On Mon, 30 Mar 1998, Dustin Tennill wrote:
> Heath Doane wrote:
>
> > Greetings All,
> >
> > I am getting a little cramped for space, and I was thinking of moving
> > my /usr to a new drive. What I had in mind was mounting the new drive
> > as a temp. directory on the root, copying the /usr structure over to the
> > new drive, renaming the /usr to something (like /usr-old) just as a CYA
> > thing.. then mounting the new drive as /usr. Seems straightfoward
> > enough, but this is a production system, so I want to make sure that
> > there's no hidden traps. So, are there any hidden traps? :)
> >
> > Thanks
> >
> > Heath Doane
>
> Heath, I did the same thing (same steps and all). Make sure to use the -p
> flag with cp so all your permisions aren't lost in the copy. That was my blunder
> and I spent a day or so figuring out what I messed up.

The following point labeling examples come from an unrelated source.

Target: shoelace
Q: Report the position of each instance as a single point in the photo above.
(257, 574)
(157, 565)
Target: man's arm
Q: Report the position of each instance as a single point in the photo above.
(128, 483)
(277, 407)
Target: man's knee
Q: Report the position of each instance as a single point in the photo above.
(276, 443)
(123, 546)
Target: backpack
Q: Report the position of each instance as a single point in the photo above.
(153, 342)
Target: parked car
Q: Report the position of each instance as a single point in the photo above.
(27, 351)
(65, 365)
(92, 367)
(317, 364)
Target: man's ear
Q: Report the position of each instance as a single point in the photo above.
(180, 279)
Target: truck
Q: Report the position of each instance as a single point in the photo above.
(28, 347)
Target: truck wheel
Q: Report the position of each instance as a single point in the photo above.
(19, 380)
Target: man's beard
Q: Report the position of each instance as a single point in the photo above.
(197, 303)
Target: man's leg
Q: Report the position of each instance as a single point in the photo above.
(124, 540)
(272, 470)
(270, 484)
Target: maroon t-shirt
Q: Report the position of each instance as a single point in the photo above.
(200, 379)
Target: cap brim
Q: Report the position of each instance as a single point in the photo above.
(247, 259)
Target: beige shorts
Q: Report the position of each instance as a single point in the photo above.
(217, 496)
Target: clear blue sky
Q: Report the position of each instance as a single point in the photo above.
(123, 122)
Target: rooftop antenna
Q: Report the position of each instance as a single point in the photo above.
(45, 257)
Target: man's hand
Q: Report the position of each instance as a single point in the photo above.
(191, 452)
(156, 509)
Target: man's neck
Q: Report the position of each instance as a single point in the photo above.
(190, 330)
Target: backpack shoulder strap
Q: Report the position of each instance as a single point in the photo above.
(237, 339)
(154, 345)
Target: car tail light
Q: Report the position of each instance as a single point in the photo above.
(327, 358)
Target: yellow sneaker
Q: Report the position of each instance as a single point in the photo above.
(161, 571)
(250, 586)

As root use cp -a. That way as much as possible of the file structure gets
preserved. see the man pg for more info.
I have done the above by mounting the new disk on /home2 then doing cp -a from
/usr to /home2. After the copy is done mount the new disk as /usr.
test it for awhile to make sure everything is ok. Once you are satisfied
everything is ok put the machine in single usr mode umount the new
/usr and rm the old /usr to recover the disk space. remount the new /usr
go back to run level 3 and all should be well. It works well for me. I
have done this several times.
YMMV.
......Tom "Do not meddle in the affairs of wizards,
[EMAIL PROTECTED] for you are crunchy and good with ketchup."
Unix IS user friendly. It's just selective about who its friends are.